A person sentenced to three months by the courts who would have served six weeks in full-time prison spends a total of 42 nights in Kirkham, a man's jail, or Morton Hall for women.

This could be spread over 21 weekends or every weekday for eight-and-a-half weeks.

This is because offenders punished for less serious crimes automatically serve only half their sentence. But the policy has been dogged by incompetence.

A report by prison inspectors published last year said that during the week the Kirkham unit had only a single inmate - guarded by up to 18 staff.

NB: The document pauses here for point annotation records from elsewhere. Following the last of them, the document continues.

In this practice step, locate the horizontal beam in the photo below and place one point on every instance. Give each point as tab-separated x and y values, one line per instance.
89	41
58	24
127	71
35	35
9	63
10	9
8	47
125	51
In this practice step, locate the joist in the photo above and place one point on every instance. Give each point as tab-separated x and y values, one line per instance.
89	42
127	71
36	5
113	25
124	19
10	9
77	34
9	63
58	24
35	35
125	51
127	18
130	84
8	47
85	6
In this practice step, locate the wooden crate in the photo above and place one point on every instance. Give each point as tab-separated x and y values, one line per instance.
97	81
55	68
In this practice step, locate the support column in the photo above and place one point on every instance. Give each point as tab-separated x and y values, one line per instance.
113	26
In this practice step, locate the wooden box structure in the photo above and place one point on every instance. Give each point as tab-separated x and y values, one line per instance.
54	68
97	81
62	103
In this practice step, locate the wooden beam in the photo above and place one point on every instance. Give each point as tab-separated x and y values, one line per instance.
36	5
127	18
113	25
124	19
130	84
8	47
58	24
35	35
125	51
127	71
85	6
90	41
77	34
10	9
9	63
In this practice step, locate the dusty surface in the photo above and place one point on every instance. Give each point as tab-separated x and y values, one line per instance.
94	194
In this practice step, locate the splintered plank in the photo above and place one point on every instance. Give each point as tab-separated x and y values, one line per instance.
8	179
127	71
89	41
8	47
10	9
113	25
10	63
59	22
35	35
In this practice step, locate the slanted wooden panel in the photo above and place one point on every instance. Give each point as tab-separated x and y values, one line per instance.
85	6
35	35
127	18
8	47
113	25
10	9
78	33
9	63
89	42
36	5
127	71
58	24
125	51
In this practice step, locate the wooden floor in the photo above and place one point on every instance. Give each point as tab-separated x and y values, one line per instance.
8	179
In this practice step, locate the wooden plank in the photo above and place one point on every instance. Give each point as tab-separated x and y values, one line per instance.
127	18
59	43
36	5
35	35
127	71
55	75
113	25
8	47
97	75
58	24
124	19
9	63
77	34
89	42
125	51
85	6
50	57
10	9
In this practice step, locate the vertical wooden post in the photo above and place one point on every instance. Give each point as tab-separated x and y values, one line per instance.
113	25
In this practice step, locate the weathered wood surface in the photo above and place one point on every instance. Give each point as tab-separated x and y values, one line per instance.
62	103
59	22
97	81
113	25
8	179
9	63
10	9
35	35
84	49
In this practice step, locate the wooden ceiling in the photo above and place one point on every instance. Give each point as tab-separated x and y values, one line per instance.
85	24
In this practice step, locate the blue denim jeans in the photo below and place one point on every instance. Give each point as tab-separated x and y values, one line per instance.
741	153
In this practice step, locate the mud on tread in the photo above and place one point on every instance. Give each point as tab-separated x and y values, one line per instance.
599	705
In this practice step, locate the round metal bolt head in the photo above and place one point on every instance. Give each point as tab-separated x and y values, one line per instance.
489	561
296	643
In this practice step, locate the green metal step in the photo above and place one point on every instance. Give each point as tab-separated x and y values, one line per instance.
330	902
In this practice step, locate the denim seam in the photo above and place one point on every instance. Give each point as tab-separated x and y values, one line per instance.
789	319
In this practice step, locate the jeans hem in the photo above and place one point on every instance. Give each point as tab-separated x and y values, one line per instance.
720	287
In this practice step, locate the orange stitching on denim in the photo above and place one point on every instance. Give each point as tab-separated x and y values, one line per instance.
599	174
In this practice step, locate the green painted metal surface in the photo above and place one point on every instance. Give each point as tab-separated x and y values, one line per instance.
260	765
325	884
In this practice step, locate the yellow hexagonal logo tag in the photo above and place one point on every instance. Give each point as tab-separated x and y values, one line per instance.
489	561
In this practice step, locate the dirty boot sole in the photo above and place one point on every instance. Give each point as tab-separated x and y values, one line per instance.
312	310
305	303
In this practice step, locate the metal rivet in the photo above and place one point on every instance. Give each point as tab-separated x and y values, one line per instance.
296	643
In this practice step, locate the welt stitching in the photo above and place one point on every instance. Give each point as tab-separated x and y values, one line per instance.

Due to a Home Office blunder, any criminal who opted to go there during the week lost their benefits so could not pay their rent.

As a result, they refused to go and instead begged to be sent to full-time custody.

Yesterday's King's College report, due to be published in full later this month, confirmed: "The male intermittent custody centre rarely reached capacity."

Only 447 inmates have been through the two prisons in two years, 323 of them men.

As revealed by the Daily Mail earlier last month, one in 10 inmates were failing to complete their sentences. They either failed to turn up, re-offended during the week or behaved so badly they had to be sent to full-time prison.

King's College said that, while it was most often used for fraudsters, violent offenders and thieves were sent to intermittent custody by the courts.